Ich zog also meinen alten Arkansas-Wasserstein hervor, habe darauf die Klingen langsam geschärft und an zwei Stückchen Leder ausprobiert. Ha, die schneiden wie der Teufel, das etwas ‚standigere’ Ziegenleder ebenso wie das butterweiche Schafleder. Innerhalb einer halben Stunde hatte ich eine Fläche von ca. A5 auf Null runtergeschärft. Damit mir zukünftig die Finger nicht mehr so schmerzen, habe ich eine Klinge mit einem Lederschnürriemen und die andere mit finnischer Papierschnur umwickelt. Soviel Luxus muss sein. Messer-Aestheten werden mir verzeihen, dass ich keine Rochenhaut verwendet habe, denn die war gerade „aus”.
Für die, die es genau wissen wollen: Die Klingen sind graviert/gepunzt: Tina 211, 10 mm.

Mittwoch, 22. Oktober 2008

Buchfund: Gestalten mit Papier von Karl Heinz Krons


Von Karl Heinz Krons, meinem ‚alten’ Buchbindeguru (Jahrgang 1926), erschien 1976 bei Dumont in der Reihe Kunst-Taschenbücher ein 212 Seiten starkes Buch über die Gestaltungsmöglichkeiten mit Papier, das - völlig zu Unrecht - von der Bildfläche verschwunden ist. Kurzer Auszug aus dem Inhaltsverzeichnis: Geschichte des Papiers und kleine Papierkunde; Gestalten mit Papier: Papier-Reliefs, Plastisches Gestalten durch Falten, Schneiden, Umklappen, Stereometrische Hohlplastik, Schicht-Plastik, Klebe-Plastik, Anleitung zu selbstgeschöpftem Papier, Gautschen, Lexikon, Abbildungsnachweis, Sachregister, Literatur. Selbst mir als seinem dankbaren Schüler war dieses Buch nicht bekannt. Darauf hingewiesen hat mich der Leiter der Palette, Eberhard Maurer, selbst Hobby-Buchbinder und Gastgeber der am kommenden Sonntag stattfindenden Buchbindermesse.

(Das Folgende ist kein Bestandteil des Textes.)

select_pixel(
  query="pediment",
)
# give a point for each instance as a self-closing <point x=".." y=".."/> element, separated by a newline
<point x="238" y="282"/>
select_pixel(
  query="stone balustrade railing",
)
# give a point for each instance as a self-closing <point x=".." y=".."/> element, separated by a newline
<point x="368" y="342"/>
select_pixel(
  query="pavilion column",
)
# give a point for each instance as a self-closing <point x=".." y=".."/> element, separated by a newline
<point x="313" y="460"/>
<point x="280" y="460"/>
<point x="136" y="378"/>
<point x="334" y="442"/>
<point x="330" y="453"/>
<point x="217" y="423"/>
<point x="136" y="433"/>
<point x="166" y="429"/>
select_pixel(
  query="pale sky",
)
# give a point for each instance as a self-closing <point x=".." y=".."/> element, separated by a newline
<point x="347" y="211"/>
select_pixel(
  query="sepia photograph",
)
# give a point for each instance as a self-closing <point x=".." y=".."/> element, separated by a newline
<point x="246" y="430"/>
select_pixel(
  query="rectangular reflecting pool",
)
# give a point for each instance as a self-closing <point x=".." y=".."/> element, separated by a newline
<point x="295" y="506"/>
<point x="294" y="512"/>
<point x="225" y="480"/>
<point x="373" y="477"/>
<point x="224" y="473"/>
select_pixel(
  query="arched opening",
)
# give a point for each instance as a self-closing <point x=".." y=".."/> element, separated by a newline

Dafür sei auch ihm gedankt. Und jedem, der sich für das Thema ‚Gestalten mit Papier’ interessiert, sei das Büchlein ans Herz gelegt. Meines habe ich antiquarisch bei ZVAB :: Link :: bestellt. Die Spuren eines langen Taschenbuchlebens sind sichtbar, halten sich in Grenzen, trotzdem habe ich mich sehr gefreut als es heute in der Post war. 
P.S.: Kurzinfo Karl Heinz Krons: Geb. 1926, studierte Pädagogik und Kunstgeschichte, Schuldienst, Lehrerausbilder, Erwachsenenbildung, Volkshochschule Köln, Spezialgebiet ‚Papier als Gestaltungsmittel’.
P.P.S.: Aus meiner persönlichen Meinung über den bürokratischen Teil einer öffentlichen Einrichtung wie der VHS zu Köln mache ich keine Mördergrube mehr, dafür haben die schon zu viel Gebühren und Steuern sinnlos vertilgt. Niemals werde ich vergessen, wie schofel der unqualifizierte Abgesandte aus der Zentrale vor allen Kursteilnehmern Herrn Krons behandelt hat, ohne auch nur den Versuch zu machen, seine Hände aus den Taschen zu nehmen.